There is a kind of ‘natural’ imagined space around an imagined body. It’s the spatial area we work most often with in RPG’s. It ranges from roughly the size of a room to a large hall.
I noticed this when thinking about range and snipers in RPG’s. It’s always a little difficult to be a sniper or to use the full potential of ranged weapons in RPG’s. I wouldn’t say it’s hard enough to stop you doing it, clearly people do it all the time. But the mind must be forced to imagine the space whereas the space around, for instance, a sword fight, springs into being quite naturally in the minds of the participants.
Almost no-one uses the full potential range of bows to their maximum effect in RPGs. Even for a shortbow in LOTFP its 450 feet. Of a lightly encumbered opponent moves 60t per round, that’s 7 rounds of shooting before they get you.
I think the reason this is rarely done is that it feel unnatural to keep saying, “what’s four hundred and fifty feet away?” We don’t imagine the interact-able world in quite those terms.

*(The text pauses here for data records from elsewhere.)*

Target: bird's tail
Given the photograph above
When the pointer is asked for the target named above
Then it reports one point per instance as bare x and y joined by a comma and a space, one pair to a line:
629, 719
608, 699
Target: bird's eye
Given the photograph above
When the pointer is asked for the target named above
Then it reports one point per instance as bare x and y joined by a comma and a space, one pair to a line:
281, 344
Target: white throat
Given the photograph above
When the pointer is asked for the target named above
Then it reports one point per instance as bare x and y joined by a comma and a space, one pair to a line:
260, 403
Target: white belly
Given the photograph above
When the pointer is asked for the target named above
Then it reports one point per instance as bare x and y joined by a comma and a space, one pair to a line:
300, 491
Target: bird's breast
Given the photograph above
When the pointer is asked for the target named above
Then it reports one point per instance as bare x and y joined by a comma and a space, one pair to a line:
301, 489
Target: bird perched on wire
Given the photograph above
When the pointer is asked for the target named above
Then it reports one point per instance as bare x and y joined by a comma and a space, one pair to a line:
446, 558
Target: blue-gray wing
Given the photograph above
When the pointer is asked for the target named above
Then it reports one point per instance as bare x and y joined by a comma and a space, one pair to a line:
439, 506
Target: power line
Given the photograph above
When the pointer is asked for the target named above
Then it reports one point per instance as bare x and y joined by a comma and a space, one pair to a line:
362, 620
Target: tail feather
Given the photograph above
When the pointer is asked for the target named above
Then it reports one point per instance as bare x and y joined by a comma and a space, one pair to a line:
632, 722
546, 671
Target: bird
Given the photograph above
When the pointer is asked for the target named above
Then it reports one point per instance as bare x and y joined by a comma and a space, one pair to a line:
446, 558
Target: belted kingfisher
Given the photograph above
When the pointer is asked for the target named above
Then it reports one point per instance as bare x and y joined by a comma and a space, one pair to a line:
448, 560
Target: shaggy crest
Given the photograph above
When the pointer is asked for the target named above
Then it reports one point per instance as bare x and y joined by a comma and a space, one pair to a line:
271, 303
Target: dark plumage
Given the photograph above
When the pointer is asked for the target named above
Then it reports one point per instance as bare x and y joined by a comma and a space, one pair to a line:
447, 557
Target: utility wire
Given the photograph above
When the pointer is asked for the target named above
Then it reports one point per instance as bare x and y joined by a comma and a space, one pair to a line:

Of course this may be the reason that we build rooms and halls the shape we do. There are engineering constraints, but even forgetting those we do tend to build similar area’s around ourselves.
There are also giant mech fights. But the whole point of those is that you effectively ‘become’ a big giant robot guy for the period of the fight, so while you are shooting long distances, relative to your current body-scale awareness, they are not that far. About the distance of a bowshot.
There is also the drama-factor in close-scale combat. Face-to-face fighting unifies tactical and dramatic conflict while modern long-distance fighting seems to anonymise and atomise the meanings of combat.
Have you ever gamed and commonly used extreme ranges, say 400 yards and above? Anyone have any experience of that?
Do you think there is a ‘naturally-imagined’ scale of things around the human body that pop most easily into mind when we imagine characters?
Do you think working in this ‘naturally-imagined’ space makes it easier for groups of differently minded people to collectively imagine the same space in a useful way?